Nobody. It’s only we lifers who are listening. So why not start every traffic report: “Hi. It’s the same this morning – now back to Journey.”
Once the traffic announcer is done the introduction he gets to the traffic news. He is always in a helicopter or airplane. You can hear the blades swirling or the small aircraft engine humming. They say it’s so that he can see the traffic better. I don’t believe this. I think he is in an aircraft because that is the only safe place for him to be. If he were on the ground telling people how bad the traffic is, people would hunt him down the way the villagers hunted down Frankenstein at the end of his movie.
Then the announcer speeds through a description of current traffic conditions.
He speaks so quickly I often wonder if he is sneaking in subliminal messages.
“We’vegotacollisononQueenStreet SATANISMYLORDandmultiplecarpileupontheGardiner. Stalledtractortrailor HAILSATANonthe401and SIX-SIXTY-SIXslowmovingtrafficonMavis.”
Or maybe they are commercials.
“We’vegotacollisononQueenStreet 10%OFFSOCKSATTHEBAYandmultiplecarpileupontheGardiner.Stalledtractor SCRATCHANDWINtraileronthe401 SALEENDSMONDAYandslowmovingtrafficonMavis.”
At this point in the broadcast, it is customary to switch to another traffic reporter. It’s as if the main announcer can’t take it anymore. He can’t carry the awful burden of telling an entire city, once again, that its roads and highways are malfunctioning at an alarming rate. That the commuting system is so badly broken that it will take decades just to bring it up to a level where it is merely malfunctioning.
So, he throws to another reporter, often a young woman (I guess this is supposed to soften the bad news that is to come). She is somewhere else, perhaps in another aircraft, or she is stuck at the station, like the captain of a sinking submarine, reporting our descent.
Guess what? Things are terrible where she is too. “All the major routes” where she is are not running smoothly. There are “vehicles blocking left lanes” where she is. There are “stalled vehicles blocking right lanes” where she is. “Emergency crews are on the way.” That’s what she says.
We never seem to hear about the emergency crews getting there.
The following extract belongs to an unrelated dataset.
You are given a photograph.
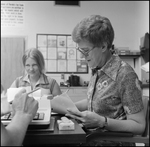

Rarely.
Just once I’d like to hear the announcer say, “Emergency crews arrived at the scene of a fender bender caused by tailgating and publically castigated the drivers of both vehicles. Emergency crews provided passing motorists with rotten fruit with which to pelt the stranded drivers. They then towed away their vehicles and left them to walk home.”
I guess that’s why I am no longer going to listen to the traffic reports. All they do is provide voice-over for my agony. It’s like somebody standing beside you while you crouch at the toilet trying to get over a bad case of stomach flu.
“You’re going to puke now. You’re puking. Vomit is exploding from your mouth. You’re going to stop for a moment. You’re thinking maybe it’s over. You’re in a cold sweat. You’re going back over the major events in your life looking for some sin that you might have committed that brought this on you. You’re feeling a little better now. No. No, you’re not, you’re going to puke again.”
That’s what traffic reports are to me. They inform me what I already know. Traffic is congested. Routes are blocked. Hell is other people. All is the best in this best of all possible worlds. Never complain. Never explain. Traffic is stopped on the DVP.